More about the Mbuti (Pygmy) Community
I met the Mbuti (Pygmy) people of Idjwi Island five years ago. I heard from Kizungu, Director of Operations at World’s Collide and born on Idjwi Island, how badly the Mbuti (Pygmy) community was suffering from lack of food, poor housing conditions, no means to send their children to school, and no medical help. When I met them they spoke about these things but they also told me how the surrounding communities treated them like animals. They were clearly frustrated and hurt. Cultural myths about “others” are deeply rooted in most societies. What I felt from the Mbuti (Pygmy) people is that they just wanted to be treated the same as everyone else.
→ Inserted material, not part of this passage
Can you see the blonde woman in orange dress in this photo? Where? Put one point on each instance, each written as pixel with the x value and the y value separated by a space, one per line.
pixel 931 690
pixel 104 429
Kizungu, members of adjacent World’s Collide projects, and I began helping by providing garden hoes so they could grow food more efficiently. Then a year later we began helping them by providing a stipend of basic food needs for their village. The children were also invited to join the temporary school being built on the island.
Due to these interactions, the larger community has now accepted this marginalized group of people into the fold of the larger community. They are learning beside one another. They are growing food and working to build the permanent school together. Recently when the Chief's son died, the leaders from the surrounding Bantu community travelled to the Chief’s village to pay their respects… something that had never been done before.
Since the first day I shook hands and hugged this group of people, I wanted to do more for them. The most basic tool I have is to paint those I want to help. So, I began painting from images taken by Lucianna (former Tchukudu child) late in 2020. The paintings slowly evolved into paintings of worship. I am honouring this indigenous group of people the best way I know-how. I bow down to their connection to the earth… one that most of us have lost complete attachment to. They live simple lives and when they have food, shelter and hope for a brighter future they live in complete joy. They are creative; from their pottery to their song and dance, they have a spirit that is unlike anything I have witnessed or experienced before. My longing is deep to be with them again.
We should be ashamed of ourselves for letting a culture so rich in history and knowledge be left to suffer from a consumption-obsessed world that has ripped the forests down; the place where they originally lived and flourished.